I wish I could remember the exact month and date I met Camilla's Charles Philip Arthur George, but then, if I could, I wouldn't have enjoyed the early eighties nearly as much as I obviously did (a great book to read about the seventies and eighties is Legs McNeil and Gillian McCain's "Please Kill Me The Uncensored Oral History of Punk").

My favorite eighties band may be Echo and the Bunnymen. I doubt that many Yanks remember their Doors inspired sound.

Good listening via reverb, as was the noise made during my recent echocardiogram, which very thankfully revealed that my aortic valve and other valued chambers are fine.
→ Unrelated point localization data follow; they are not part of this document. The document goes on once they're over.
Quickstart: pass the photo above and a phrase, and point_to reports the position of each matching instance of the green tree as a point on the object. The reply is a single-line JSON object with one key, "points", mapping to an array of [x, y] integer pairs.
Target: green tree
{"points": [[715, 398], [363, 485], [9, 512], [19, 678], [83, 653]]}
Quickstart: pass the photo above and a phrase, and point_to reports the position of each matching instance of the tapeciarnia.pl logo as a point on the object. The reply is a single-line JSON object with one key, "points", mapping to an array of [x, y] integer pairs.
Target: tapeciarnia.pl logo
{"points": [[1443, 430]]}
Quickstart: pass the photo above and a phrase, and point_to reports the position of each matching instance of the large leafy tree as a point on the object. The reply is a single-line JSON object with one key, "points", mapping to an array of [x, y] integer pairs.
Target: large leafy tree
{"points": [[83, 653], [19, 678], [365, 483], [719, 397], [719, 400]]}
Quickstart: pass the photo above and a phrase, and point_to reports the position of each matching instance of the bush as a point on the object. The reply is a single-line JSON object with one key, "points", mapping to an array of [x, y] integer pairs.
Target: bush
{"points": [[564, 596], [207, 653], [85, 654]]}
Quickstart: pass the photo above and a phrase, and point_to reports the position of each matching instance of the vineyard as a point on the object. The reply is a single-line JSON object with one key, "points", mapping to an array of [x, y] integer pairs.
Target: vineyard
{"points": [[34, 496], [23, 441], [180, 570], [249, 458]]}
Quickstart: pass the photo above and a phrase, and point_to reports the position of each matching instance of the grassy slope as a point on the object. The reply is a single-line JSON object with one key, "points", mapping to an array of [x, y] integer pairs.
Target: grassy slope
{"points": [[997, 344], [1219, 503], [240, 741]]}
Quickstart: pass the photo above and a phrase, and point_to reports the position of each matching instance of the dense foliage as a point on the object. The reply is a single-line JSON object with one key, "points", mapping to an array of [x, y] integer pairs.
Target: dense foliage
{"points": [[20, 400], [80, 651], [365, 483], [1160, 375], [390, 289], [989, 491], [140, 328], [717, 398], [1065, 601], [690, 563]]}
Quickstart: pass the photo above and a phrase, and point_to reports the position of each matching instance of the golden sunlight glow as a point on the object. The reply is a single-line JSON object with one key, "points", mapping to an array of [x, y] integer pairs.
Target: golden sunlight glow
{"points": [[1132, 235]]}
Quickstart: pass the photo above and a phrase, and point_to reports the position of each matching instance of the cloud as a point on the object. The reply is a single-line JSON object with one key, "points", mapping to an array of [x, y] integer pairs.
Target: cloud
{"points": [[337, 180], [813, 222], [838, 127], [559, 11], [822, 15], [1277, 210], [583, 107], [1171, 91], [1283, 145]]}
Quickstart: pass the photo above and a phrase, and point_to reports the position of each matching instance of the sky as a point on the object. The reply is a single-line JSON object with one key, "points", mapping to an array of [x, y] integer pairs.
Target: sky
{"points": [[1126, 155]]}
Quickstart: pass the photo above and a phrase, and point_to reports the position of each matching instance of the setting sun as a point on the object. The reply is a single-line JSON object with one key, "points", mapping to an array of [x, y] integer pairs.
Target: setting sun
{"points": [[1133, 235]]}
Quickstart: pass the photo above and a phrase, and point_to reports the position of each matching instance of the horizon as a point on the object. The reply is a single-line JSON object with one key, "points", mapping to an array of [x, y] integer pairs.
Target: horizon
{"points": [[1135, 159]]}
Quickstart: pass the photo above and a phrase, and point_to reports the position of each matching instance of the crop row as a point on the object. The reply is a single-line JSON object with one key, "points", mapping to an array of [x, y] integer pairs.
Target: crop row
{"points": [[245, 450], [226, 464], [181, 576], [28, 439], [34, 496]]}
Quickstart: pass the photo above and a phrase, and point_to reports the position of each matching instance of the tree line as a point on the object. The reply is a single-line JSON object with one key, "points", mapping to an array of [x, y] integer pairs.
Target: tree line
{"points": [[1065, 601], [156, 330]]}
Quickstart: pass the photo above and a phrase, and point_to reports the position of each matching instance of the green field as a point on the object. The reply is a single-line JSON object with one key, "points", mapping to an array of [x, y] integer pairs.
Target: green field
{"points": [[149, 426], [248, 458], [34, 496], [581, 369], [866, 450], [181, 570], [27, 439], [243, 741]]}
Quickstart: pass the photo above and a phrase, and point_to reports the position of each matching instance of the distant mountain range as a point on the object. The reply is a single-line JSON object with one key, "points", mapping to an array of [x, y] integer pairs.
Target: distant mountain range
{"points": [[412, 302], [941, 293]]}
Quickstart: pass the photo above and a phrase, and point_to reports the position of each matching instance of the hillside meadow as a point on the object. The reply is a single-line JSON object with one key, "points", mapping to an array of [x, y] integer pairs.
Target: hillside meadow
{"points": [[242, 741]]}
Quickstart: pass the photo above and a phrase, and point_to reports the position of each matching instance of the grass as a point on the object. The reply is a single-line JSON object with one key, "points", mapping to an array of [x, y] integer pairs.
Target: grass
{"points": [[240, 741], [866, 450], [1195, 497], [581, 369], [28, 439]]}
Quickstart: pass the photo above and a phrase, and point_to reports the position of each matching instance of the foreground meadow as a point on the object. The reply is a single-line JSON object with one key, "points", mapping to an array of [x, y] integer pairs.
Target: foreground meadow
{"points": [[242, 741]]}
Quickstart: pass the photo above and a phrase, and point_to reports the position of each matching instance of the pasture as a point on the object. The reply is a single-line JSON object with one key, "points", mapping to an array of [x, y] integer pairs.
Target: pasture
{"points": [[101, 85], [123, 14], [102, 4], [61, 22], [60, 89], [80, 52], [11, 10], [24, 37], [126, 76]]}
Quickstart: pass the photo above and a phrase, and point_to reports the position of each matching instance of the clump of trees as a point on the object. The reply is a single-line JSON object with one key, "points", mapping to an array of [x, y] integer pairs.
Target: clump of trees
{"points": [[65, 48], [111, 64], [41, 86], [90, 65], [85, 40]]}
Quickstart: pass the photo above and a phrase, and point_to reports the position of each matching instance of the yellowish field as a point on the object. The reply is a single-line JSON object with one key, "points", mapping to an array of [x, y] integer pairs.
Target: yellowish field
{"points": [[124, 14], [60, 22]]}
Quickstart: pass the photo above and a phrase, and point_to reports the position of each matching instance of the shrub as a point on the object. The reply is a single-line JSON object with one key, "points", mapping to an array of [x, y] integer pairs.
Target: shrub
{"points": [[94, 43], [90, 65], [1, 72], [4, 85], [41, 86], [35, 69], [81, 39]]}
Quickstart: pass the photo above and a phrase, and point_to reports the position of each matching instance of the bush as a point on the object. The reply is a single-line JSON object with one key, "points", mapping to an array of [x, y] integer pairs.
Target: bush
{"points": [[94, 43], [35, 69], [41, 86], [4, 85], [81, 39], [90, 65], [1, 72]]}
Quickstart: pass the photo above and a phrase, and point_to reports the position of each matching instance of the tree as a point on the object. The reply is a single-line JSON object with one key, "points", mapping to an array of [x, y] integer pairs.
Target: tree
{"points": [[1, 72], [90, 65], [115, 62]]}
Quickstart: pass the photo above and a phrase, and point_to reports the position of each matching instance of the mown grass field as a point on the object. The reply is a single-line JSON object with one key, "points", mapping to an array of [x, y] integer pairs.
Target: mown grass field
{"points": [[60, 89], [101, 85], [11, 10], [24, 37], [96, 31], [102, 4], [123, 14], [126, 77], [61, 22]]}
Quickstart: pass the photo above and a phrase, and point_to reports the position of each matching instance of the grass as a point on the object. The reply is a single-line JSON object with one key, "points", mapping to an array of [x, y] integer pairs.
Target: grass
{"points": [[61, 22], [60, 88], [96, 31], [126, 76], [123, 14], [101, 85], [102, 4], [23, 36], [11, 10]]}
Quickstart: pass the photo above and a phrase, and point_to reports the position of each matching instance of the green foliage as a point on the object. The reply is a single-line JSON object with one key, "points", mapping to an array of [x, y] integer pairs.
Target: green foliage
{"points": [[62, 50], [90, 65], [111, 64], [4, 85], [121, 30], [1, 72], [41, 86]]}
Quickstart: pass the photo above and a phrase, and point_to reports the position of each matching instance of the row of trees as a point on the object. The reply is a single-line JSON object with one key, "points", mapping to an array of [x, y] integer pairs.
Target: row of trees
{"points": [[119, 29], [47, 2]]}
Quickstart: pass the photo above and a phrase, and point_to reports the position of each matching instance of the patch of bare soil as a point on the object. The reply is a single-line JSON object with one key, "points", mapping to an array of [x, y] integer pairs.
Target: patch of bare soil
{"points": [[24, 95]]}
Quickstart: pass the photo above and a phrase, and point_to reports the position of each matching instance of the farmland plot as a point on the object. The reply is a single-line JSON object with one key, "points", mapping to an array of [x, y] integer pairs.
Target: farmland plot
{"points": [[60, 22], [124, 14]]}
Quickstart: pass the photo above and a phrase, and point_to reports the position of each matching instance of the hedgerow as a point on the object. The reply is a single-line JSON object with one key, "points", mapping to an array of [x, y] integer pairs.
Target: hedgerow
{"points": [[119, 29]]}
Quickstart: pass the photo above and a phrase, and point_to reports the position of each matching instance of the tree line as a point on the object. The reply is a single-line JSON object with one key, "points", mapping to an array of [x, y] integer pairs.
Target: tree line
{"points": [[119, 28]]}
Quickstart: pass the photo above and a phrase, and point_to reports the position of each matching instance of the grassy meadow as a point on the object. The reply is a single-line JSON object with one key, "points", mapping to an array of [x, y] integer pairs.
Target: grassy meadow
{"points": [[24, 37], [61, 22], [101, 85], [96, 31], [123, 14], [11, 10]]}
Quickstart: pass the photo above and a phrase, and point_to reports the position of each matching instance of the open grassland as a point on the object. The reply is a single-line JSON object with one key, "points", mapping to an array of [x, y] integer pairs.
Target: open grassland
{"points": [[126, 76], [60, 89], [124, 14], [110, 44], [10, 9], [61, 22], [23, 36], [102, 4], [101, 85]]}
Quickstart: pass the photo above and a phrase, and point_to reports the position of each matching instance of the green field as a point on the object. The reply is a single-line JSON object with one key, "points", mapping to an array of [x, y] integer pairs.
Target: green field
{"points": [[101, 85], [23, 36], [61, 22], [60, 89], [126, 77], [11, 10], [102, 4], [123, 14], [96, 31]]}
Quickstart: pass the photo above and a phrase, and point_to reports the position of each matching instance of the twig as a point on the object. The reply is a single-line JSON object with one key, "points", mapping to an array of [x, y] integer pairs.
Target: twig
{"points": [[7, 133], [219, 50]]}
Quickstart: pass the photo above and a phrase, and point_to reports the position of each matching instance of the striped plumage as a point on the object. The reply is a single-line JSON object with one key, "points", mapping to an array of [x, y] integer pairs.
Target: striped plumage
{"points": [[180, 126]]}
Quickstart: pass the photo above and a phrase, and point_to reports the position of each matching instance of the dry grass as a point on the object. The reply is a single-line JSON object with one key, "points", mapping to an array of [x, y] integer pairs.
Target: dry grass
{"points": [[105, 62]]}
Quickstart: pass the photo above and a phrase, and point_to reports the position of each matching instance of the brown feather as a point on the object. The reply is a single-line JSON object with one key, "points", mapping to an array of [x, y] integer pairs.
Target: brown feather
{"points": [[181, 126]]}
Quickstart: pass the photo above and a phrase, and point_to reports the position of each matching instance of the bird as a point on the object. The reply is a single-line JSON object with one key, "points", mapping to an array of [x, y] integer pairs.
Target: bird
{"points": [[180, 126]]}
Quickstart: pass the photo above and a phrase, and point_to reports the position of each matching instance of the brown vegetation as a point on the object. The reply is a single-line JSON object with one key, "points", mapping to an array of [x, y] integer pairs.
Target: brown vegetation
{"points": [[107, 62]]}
It's difficult to describe, and perhaps there's nothing quite like, viewing a screen and seeing that pounding, fist-sized muscle powering your entire existence. Makes the brain and its always appreciated analytical abilities seem inflated.

I suppose I'll hit the progesterone and estradiol, as well as an occasional beta blocker and, due to my murmur, an antibiotic prior to dental procedures. I've been assured that I'm in a small percentile that experiences temporary, non-damaging cardiac symptoms. Hooray!

I'm healthy and happy and will see this situation pass like other sentences life places my way.

Good things come to he who waits. Just ask Mr. Hinckley

Happy New Year, Williamsburg! Huzzah!